Judge Gonzalo Curiel, a well-respected federal judge with a strong record of impartial decision-making, isn't having the easiest year, professionally speaking. First, he oversaw the class-action lawsuit against Trump University during the election, which pushed him into the national spotlight when then-candidate Donald Trump, unhappy with Curiel’s rulings, repeatedly declared that the judge could not be impartial because he was “a Mexican” and Trump was “building a wall.” (Curiel was born in Indiana to Mexican American parents.)
It turns out that Curiel will continue to resolve Trump-related disputes. On Wednesday, the judge was assigned a blockbuster case: the lawsuit filed by a dreamer who argues that he was unlawfully deported.
Juan Manuel Montes, the dreamer in question, is a participant in Deferred Action for Childhood Arrivals, to which Trump has said he will continue to adhere. As a DACA beneficiary, Montes—who was brought to the United States at age 9—has a legal right to live and work here. But in February, Montes was approached by a suspicious Customs and Border Protection agent. Montes’ proof of DACA status was in his wallet in a friend’s car, but the CBP officer refused to let him retrieve the wallet. Instead, he detained Montes, and had him deported within three hours. Montes is the first dreamer to be deported under Trump.

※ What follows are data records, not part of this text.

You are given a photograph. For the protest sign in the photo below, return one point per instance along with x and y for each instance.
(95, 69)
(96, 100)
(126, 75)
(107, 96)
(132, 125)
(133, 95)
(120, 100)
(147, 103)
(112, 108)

Montes argues that the Due Process Clause of the Fifth Amendment bars the government from denying him the liberty to live in the U.S. after promising to let him remain in the country. His suit wound up on Curiel’s docket by chance; cases filed in district court are randomly assigned to judges in the district. Curiel will now have to decide whether Trump’s administration can legally detain and deport individuals who were guaranteed the right to live and work in the U.S.
In a different but very similar case in Seattle, an all-star team of legal scholars are arguing that such deportations are certainly unconstitutional. They insist that due process prevents the government from capriciously revoking DACA status, since DACA creates a constitutionally protected liberty interest. Legally speaking, it seems likely we'll see Curiel affirm this principle and require the Trump administration to allow deported dreamers like Montes back into the country. What is more than a little sad is that every twist in this case will be colored by the toxic memory of the rank bigotry that the now-president has directed toward this independent judge.